Brazil’s growing dependence on imported drugs led pharmaceutical companies to submit to the presidential candidates a package of proposals to foster local production of drugs and raw materials. The document entitled “Improving Health in Brazil – Industry Proposals” provides alternatives for improving rules and encourage innovation and investments.

“The solution is not to restrict imports, but to make better use of the productive base and concentrate value generation here,” says Reginaldo Arcuri, head of FarmaBrasil Group, which represents the pharmaceutical companies that operate in research, development and innovation and subscribes the document.

From January to May, according to a survey conducted by the trade group, purchases of medicines abroad grew 35% compared to the averages of 2020 and 2021, reaching $4.29 billion in absolute values this year. Compared to previous years (2015 to 2019), the increase is more significant, of 56%.

The Covid-19 pandemic has increased the most recent figures for foreign purchases. In the first two years of the pandemic, drug imports grew 15% over the average of the previous five-year period.

Still, the survey shows that there is room for more medicines and vaccines to be produced here if there was more dialogue between government and industry and public policies to encourage production in Brazil.

Brazil already has a solid production base and structural conditions on the government’s side, but these need to be improved, Mr. Arcuri says. In addition, the country is a large market driven by the national health system SUS – which provides universal health coverage – and a scientific production structure.

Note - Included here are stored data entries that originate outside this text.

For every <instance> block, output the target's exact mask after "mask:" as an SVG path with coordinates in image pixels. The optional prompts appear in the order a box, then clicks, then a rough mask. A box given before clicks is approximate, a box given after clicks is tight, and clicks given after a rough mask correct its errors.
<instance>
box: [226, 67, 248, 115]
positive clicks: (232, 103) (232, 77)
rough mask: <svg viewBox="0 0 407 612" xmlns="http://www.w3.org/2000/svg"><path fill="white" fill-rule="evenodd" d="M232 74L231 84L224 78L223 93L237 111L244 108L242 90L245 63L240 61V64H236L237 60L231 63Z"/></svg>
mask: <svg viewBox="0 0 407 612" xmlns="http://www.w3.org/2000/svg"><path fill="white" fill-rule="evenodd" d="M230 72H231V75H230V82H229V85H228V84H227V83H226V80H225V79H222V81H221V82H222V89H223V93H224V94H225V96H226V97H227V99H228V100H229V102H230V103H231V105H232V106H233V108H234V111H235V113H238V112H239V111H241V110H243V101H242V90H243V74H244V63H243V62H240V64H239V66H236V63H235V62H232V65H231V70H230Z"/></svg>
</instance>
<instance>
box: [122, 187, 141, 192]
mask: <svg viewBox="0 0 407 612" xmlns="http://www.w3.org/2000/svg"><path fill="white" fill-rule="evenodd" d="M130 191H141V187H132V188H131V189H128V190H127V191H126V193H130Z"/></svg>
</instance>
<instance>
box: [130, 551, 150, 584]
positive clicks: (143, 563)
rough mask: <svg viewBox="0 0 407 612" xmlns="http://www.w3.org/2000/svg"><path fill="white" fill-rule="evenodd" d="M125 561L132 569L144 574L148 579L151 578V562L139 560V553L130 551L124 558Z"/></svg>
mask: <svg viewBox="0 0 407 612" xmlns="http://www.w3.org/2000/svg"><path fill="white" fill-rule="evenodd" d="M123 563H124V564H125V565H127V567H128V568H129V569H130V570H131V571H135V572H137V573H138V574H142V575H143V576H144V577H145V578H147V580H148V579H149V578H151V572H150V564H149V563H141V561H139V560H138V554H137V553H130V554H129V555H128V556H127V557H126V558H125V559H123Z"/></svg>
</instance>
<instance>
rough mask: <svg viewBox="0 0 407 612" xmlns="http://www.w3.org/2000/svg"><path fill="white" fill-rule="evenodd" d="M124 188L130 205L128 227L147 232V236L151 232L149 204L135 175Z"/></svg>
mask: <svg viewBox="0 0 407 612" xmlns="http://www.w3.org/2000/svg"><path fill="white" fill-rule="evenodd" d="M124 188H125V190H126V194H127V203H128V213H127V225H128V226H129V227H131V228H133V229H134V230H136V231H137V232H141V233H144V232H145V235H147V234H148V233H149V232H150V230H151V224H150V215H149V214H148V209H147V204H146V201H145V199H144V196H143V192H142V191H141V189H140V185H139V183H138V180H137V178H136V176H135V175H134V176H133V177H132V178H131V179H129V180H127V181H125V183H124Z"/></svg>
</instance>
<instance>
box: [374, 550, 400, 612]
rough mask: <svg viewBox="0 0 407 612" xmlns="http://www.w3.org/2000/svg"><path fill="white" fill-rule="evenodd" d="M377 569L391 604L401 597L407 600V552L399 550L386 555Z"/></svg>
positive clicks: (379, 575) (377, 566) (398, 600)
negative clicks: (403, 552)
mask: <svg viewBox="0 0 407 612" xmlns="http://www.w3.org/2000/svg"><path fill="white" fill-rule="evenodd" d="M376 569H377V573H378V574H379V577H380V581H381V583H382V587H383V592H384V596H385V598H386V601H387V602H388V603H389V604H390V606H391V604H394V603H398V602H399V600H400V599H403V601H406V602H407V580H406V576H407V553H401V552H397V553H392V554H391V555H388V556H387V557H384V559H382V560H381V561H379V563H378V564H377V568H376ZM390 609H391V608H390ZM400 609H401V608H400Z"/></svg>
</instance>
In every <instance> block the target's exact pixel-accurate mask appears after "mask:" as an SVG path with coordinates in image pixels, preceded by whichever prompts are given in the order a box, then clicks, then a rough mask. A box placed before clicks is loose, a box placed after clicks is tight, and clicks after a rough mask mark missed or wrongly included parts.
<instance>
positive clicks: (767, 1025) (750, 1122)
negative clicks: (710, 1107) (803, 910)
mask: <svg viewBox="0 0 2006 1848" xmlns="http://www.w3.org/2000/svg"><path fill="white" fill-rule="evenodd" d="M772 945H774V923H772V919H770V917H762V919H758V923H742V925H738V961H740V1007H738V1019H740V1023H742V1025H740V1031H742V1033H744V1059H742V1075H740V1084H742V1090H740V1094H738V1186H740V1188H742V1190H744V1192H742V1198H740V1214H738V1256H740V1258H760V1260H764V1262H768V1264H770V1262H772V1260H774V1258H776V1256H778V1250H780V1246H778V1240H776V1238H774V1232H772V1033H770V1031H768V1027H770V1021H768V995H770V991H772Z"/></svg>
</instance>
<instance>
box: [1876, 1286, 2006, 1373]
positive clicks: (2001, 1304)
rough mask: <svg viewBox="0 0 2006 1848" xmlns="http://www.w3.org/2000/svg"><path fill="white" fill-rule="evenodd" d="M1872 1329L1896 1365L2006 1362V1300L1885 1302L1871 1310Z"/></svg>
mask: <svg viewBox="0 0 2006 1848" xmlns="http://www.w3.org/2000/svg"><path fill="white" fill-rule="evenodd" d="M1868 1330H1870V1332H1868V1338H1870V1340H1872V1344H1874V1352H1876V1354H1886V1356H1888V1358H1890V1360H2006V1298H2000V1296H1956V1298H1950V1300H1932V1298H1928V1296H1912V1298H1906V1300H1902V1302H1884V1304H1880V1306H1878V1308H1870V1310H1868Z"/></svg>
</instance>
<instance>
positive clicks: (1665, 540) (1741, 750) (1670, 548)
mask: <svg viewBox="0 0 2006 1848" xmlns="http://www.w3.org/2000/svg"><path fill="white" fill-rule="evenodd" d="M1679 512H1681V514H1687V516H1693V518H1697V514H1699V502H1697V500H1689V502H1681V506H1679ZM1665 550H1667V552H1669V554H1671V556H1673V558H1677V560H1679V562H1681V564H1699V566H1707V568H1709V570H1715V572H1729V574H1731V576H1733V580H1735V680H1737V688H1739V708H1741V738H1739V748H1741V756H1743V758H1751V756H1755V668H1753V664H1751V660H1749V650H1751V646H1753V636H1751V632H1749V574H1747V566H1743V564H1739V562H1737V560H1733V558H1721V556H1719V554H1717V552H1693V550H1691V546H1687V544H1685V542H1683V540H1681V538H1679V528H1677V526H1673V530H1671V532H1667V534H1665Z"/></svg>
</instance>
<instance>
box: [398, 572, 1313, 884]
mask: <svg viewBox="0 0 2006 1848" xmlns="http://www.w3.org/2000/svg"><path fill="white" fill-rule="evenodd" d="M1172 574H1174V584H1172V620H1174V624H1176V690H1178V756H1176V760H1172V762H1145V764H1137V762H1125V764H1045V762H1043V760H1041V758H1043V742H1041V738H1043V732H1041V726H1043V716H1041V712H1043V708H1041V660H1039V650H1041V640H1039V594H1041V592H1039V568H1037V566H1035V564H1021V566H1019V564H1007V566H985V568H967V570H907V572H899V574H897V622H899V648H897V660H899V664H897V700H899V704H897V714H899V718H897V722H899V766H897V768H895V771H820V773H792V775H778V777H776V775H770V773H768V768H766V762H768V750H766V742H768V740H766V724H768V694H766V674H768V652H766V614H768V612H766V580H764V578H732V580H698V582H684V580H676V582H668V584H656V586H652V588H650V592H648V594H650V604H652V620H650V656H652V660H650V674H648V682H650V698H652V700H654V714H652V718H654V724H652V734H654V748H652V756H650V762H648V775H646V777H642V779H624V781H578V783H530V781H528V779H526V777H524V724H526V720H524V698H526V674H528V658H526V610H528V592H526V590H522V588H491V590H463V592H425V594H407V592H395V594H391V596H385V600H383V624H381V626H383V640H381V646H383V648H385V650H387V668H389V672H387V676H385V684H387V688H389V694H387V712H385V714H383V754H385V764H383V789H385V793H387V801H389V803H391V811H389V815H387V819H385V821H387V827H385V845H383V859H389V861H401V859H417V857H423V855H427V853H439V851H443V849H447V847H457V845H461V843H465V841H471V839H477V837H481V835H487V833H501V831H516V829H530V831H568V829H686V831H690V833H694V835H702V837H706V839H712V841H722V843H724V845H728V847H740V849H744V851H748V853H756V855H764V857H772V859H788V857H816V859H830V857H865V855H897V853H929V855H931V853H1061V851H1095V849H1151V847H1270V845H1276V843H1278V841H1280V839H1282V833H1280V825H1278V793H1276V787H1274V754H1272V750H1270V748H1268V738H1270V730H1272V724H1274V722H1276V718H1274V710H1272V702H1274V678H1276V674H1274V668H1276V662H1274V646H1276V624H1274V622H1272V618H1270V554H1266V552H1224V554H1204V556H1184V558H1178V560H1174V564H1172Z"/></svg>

“Brazil can accelerate the chance of having a new world-class economic sector, but there needs to be more coordination between the private sector and the state’s structures,” he says.

In his view, the statistics make clear the growth trend of foreign purchases of active pharmaceutical ingredients (APIs), which was already known, but also of ready-made drugs considered strategic. Once a major producer of raw materials, Brazil now imports 95% of the API used in the local production of medicines.

Grupo FarmaBrasil’s survey shows that, this year, imports were driven by the 41% increase in the purchase of biotech products compared with the average of the pandemic period, and 110% compared with the average of the 2015-2019 period.

Pharmochemical products saw growth of 23% this year compared to the pandemic period and 59% compared to the average for the five years prior to the pandemic.

According to the study, 54.8% of the medicines imported by Brazil between January and May came from five countries: Belgium ($684 million), the United States ($528 million), Germany ($479 million), Switzerland ($348 million), and China ($310 million).

At the moment, Mr. Arcuri says, the local pharmaceutical industry is working on this data to find out which drugs can and should be produced locally before taking these proposals to the government.